Documentation

Index

Constants

This section is empty.

Variables

This section is empty.

Functions

This section is empty.

Types

type AuthSource

type AuthSource int

AuthSource represents where authentication result is derived from.

const (
	AuthSourceClientCertificate AuthSource = iota
	AuthSourceIDToken
)

type Caller

type Caller struct {
	AuthSource AuthSource
	Identities []string
}

Caller carries the identity and authentication source of a caller.

type ClientCertAuthenticator

type ClientCertAuthenticator struct{}

ClientCertAuthenticator extracts identities from client certificate.

func (*ClientCertAuthenticator) Authenticate

func (cca *ClientCertAuthenticator) Authenticate(ctx context.Context) (*Caller, error)

Authenticate extracts identities from presented client certificates. This method assumes that certificate chain has been properly validated before this method is called. In other words, this method does not do certificate chain validation itself.

type IDTokenAuthenticator

type IDTokenAuthenticator struct {
	// contains filtered or unexported fields
}

IDTokenAuthenticator extracts identity from JWT. The JWT is required to be transmitted using the "Bearer" authentication scheme.

func NewIDTokenAuthenticator

func NewIDTokenAuthenticator(aud string) (*IDTokenAuthenticator, error)

NewIDTokenAuthenticator creates a new IDTokenAuthenticator.

func (*IDTokenAuthenticator) Authenticate

func (a *IDTokenAuthenticator) Authenticate(ctx context.Context) (*Caller, error)

Authenticate authenticates a caller using the JWT in the context.

type KubeJWTAuthenticator

type KubeJWTAuthenticator struct {
	// contains filtered or unexported fields
}

KubeJWTAuthenticator authenticates K8s JWTs.
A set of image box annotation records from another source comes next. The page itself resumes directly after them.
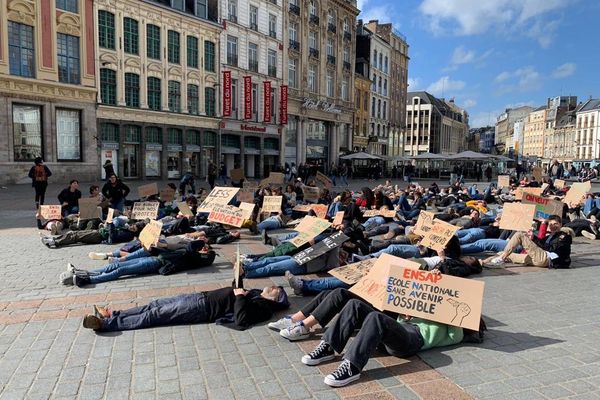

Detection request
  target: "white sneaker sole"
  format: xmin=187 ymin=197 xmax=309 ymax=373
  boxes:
xmin=323 ymin=374 xmax=360 ymax=387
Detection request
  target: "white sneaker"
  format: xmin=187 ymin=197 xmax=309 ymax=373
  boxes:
xmin=267 ymin=315 xmax=294 ymax=332
xmin=88 ymin=251 xmax=108 ymax=260
xmin=279 ymin=321 xmax=311 ymax=342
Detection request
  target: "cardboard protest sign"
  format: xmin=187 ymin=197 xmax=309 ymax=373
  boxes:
xmin=412 ymin=211 xmax=435 ymax=236
xmin=198 ymin=186 xmax=240 ymax=212
xmin=262 ymin=196 xmax=281 ymax=212
xmin=160 ymin=187 xmax=175 ymax=202
xmin=333 ymin=211 xmax=344 ymax=226
xmin=421 ymin=219 xmax=460 ymax=251
xmin=131 ymin=201 xmax=160 ymax=219
xmin=136 ymin=219 xmax=162 ymax=250
xmin=310 ymin=204 xmax=328 ymax=219
xmin=208 ymin=204 xmax=246 ymax=228
xmin=230 ymin=168 xmax=244 ymax=182
xmin=40 ymin=205 xmax=62 ymax=219
xmin=500 ymin=203 xmax=536 ymax=232
xmin=328 ymin=260 xmax=376 ymax=285
xmin=315 ymin=171 xmax=333 ymax=189
xmin=294 ymin=231 xmax=350 ymax=265
xmin=498 ymin=175 xmax=510 ymax=187
xmin=138 ymin=182 xmax=158 ymax=197
xmin=523 ymin=193 xmax=563 ymax=219
xmin=290 ymin=216 xmax=331 ymax=247
xmin=79 ymin=197 xmax=102 ymax=220
xmin=302 ymin=186 xmax=320 ymax=202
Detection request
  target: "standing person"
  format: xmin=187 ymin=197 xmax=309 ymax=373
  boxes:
xmin=29 ymin=157 xmax=52 ymax=209
xmin=58 ymin=179 xmax=81 ymax=216
xmin=102 ymin=174 xmax=130 ymax=212
xmin=207 ymin=160 xmax=217 ymax=189
xmin=102 ymin=160 xmax=115 ymax=181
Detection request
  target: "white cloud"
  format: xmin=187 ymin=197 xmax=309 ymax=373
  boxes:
xmin=552 ymin=63 xmax=577 ymax=79
xmin=419 ymin=0 xmax=576 ymax=48
xmin=426 ymin=76 xmax=466 ymax=97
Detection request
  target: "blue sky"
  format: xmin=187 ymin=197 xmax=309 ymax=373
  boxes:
xmin=358 ymin=0 xmax=600 ymax=127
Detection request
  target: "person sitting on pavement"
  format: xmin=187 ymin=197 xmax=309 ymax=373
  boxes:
xmin=83 ymin=286 xmax=290 ymax=332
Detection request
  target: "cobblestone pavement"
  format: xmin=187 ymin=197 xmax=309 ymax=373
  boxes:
xmin=0 ymin=182 xmax=600 ymax=399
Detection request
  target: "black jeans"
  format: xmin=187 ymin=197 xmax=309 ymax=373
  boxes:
xmin=323 ymin=299 xmax=424 ymax=370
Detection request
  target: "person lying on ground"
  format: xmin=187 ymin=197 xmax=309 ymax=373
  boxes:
xmin=83 ymin=286 xmax=289 ymax=332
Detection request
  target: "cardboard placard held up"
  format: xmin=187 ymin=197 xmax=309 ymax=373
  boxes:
xmin=230 ymin=168 xmax=245 ymax=182
xmin=136 ymin=219 xmax=162 ymax=250
xmin=131 ymin=201 xmax=160 ymax=219
xmin=315 ymin=171 xmax=333 ymax=189
xmin=500 ymin=203 xmax=535 ymax=232
xmin=198 ymin=186 xmax=240 ymax=212
xmin=138 ymin=182 xmax=158 ymax=197
xmin=79 ymin=197 xmax=102 ymax=220
xmin=40 ymin=205 xmax=62 ymax=220
xmin=498 ymin=175 xmax=510 ymax=187
xmin=160 ymin=187 xmax=175 ymax=202
xmin=294 ymin=231 xmax=350 ymax=265
xmin=310 ymin=204 xmax=328 ymax=219
xmin=412 ymin=211 xmax=435 ymax=236
xmin=523 ymin=193 xmax=563 ymax=219
xmin=262 ymin=196 xmax=282 ymax=212
xmin=421 ymin=219 xmax=460 ymax=251
xmin=208 ymin=204 xmax=245 ymax=228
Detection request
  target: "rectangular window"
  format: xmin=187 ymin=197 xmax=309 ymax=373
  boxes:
xmin=169 ymin=81 xmax=181 ymax=112
xmin=125 ymin=72 xmax=140 ymax=108
xmin=204 ymin=87 xmax=216 ymax=117
xmin=187 ymin=36 xmax=198 ymax=68
xmin=98 ymin=10 xmax=115 ymax=50
xmin=123 ymin=17 xmax=139 ymax=54
xmin=56 ymin=33 xmax=81 ymax=85
xmin=148 ymin=77 xmax=161 ymax=111
xmin=100 ymin=68 xmax=117 ymax=106
xmin=188 ymin=84 xmax=200 ymax=115
xmin=13 ymin=104 xmax=43 ymax=161
xmin=146 ymin=25 xmax=160 ymax=60
xmin=8 ymin=21 xmax=35 ymax=78
xmin=204 ymin=40 xmax=215 ymax=72
xmin=167 ymin=31 xmax=181 ymax=64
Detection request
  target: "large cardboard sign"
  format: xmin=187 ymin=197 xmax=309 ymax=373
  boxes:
xmin=315 ymin=171 xmax=333 ymax=189
xmin=79 ymin=197 xmax=102 ymax=220
xmin=294 ymin=231 xmax=350 ymax=265
xmin=131 ymin=201 xmax=160 ymax=219
xmin=136 ymin=219 xmax=162 ymax=250
xmin=500 ymin=203 xmax=536 ymax=232
xmin=262 ymin=196 xmax=282 ymax=212
xmin=498 ymin=175 xmax=510 ymax=187
xmin=412 ymin=211 xmax=435 ymax=236
xmin=421 ymin=219 xmax=460 ymax=251
xmin=40 ymin=205 xmax=62 ymax=220
xmin=138 ymin=182 xmax=158 ymax=197
xmin=290 ymin=216 xmax=331 ymax=247
xmin=208 ymin=204 xmax=246 ymax=228
xmin=198 ymin=186 xmax=240 ymax=212
xmin=523 ymin=193 xmax=563 ymax=219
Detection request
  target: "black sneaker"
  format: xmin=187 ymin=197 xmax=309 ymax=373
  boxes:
xmin=323 ymin=360 xmax=360 ymax=387
xmin=302 ymin=340 xmax=335 ymax=365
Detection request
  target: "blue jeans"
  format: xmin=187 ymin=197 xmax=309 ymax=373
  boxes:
xmin=371 ymin=244 xmax=422 ymax=258
xmin=257 ymin=217 xmax=281 ymax=233
xmin=460 ymin=239 xmax=508 ymax=254
xmin=90 ymin=255 xmax=162 ymax=283
xmin=244 ymin=256 xmax=306 ymax=278
xmin=302 ymin=277 xmax=350 ymax=294
xmin=456 ymin=228 xmax=485 ymax=244
xmin=101 ymin=293 xmax=209 ymax=331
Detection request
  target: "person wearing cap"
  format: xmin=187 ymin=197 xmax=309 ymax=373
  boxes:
xmin=83 ymin=286 xmax=290 ymax=332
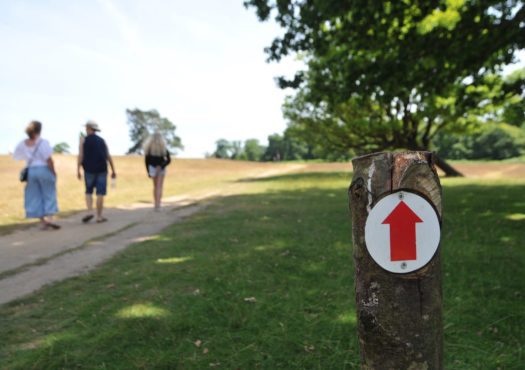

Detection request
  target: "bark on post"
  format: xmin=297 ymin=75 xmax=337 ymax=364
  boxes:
xmin=349 ymin=152 xmax=443 ymax=370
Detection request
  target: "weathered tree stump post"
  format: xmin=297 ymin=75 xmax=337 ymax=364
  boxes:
xmin=349 ymin=152 xmax=443 ymax=370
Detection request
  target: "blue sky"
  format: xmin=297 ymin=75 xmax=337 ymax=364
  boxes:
xmin=0 ymin=0 xmax=300 ymax=157
xmin=0 ymin=0 xmax=525 ymax=157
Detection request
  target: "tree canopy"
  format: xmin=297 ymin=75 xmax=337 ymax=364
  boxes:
xmin=245 ymin=0 xmax=525 ymax=174
xmin=126 ymin=108 xmax=183 ymax=154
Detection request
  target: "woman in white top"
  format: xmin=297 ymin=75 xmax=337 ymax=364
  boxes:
xmin=13 ymin=121 xmax=60 ymax=230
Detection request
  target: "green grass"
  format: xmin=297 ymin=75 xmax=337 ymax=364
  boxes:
xmin=0 ymin=173 xmax=525 ymax=369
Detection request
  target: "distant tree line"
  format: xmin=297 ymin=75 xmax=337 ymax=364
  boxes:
xmin=211 ymin=69 xmax=525 ymax=161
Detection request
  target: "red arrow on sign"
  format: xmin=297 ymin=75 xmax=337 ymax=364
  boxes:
xmin=382 ymin=201 xmax=423 ymax=261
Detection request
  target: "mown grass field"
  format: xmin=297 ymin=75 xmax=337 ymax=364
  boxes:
xmin=0 ymin=168 xmax=525 ymax=369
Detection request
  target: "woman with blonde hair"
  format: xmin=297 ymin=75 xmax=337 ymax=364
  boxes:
xmin=144 ymin=132 xmax=171 ymax=211
xmin=13 ymin=121 xmax=60 ymax=230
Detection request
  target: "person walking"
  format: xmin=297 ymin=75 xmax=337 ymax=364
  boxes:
xmin=144 ymin=132 xmax=171 ymax=211
xmin=13 ymin=121 xmax=60 ymax=230
xmin=77 ymin=121 xmax=117 ymax=223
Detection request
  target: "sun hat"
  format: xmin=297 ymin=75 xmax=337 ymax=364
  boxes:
xmin=86 ymin=120 xmax=100 ymax=131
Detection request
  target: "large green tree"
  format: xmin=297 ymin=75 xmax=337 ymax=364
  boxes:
xmin=245 ymin=0 xmax=525 ymax=174
xmin=126 ymin=108 xmax=183 ymax=154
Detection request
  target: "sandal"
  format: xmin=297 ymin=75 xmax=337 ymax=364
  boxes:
xmin=82 ymin=215 xmax=95 ymax=224
xmin=40 ymin=222 xmax=61 ymax=230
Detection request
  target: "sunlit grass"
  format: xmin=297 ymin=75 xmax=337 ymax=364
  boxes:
xmin=0 ymin=173 xmax=525 ymax=370
xmin=116 ymin=303 xmax=169 ymax=319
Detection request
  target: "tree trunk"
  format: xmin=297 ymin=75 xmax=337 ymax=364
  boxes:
xmin=349 ymin=152 xmax=443 ymax=370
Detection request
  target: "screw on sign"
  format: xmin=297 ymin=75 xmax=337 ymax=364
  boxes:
xmin=365 ymin=191 xmax=441 ymax=273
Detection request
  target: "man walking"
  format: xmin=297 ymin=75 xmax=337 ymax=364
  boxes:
xmin=77 ymin=121 xmax=117 ymax=223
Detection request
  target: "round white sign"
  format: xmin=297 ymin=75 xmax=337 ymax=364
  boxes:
xmin=365 ymin=191 xmax=441 ymax=274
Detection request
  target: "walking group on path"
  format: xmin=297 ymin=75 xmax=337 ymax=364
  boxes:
xmin=13 ymin=121 xmax=171 ymax=230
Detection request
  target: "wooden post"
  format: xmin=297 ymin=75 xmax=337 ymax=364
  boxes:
xmin=349 ymin=152 xmax=443 ymax=370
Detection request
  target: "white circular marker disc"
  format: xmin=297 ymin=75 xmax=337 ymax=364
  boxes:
xmin=365 ymin=191 xmax=441 ymax=274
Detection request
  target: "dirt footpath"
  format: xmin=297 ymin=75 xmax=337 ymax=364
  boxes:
xmin=0 ymin=165 xmax=303 ymax=304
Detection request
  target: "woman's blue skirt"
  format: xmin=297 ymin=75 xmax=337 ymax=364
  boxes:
xmin=24 ymin=166 xmax=58 ymax=218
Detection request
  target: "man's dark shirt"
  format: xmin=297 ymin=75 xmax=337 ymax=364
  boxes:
xmin=82 ymin=134 xmax=108 ymax=173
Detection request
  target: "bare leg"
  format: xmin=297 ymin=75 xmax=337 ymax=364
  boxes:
xmin=97 ymin=195 xmax=104 ymax=221
xmin=155 ymin=175 xmax=164 ymax=208
xmin=151 ymin=177 xmax=157 ymax=208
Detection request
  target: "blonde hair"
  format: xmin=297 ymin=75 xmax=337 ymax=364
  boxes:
xmin=144 ymin=132 xmax=167 ymax=157
xmin=26 ymin=121 xmax=42 ymax=139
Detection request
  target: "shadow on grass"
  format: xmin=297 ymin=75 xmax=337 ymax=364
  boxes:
xmin=0 ymin=174 xmax=525 ymax=369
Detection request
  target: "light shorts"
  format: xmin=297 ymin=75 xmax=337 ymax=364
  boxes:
xmin=148 ymin=165 xmax=166 ymax=177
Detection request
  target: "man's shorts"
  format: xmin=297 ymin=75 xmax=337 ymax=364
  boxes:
xmin=84 ymin=172 xmax=108 ymax=195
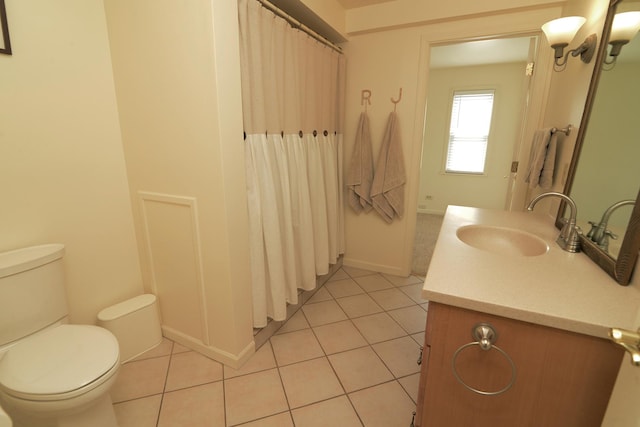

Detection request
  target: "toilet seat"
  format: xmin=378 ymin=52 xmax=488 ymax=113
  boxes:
xmin=0 ymin=325 xmax=120 ymax=401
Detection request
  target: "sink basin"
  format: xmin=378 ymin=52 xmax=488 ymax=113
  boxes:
xmin=456 ymin=225 xmax=549 ymax=256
func NewKubeJWTAuthenticator

func NewKubeJWTAuthenticator(k8sAPIServerURL, caCertPath, jwtPath, trustDomain string) (*KubeJWTAuthenticator, error)

NewKubeJWTAuthenticator creates a new kubeJWTAuthenticator.

func (*KubeJWTAuthenticator) Authenticate

func (a *KubeJWTAuthenticator) Authenticate(ctx context.Context) (*Caller, error)

Authenticate authenticates the call using the K8s JWT from the context. The returned Caller.Identities is in SPIFFE format.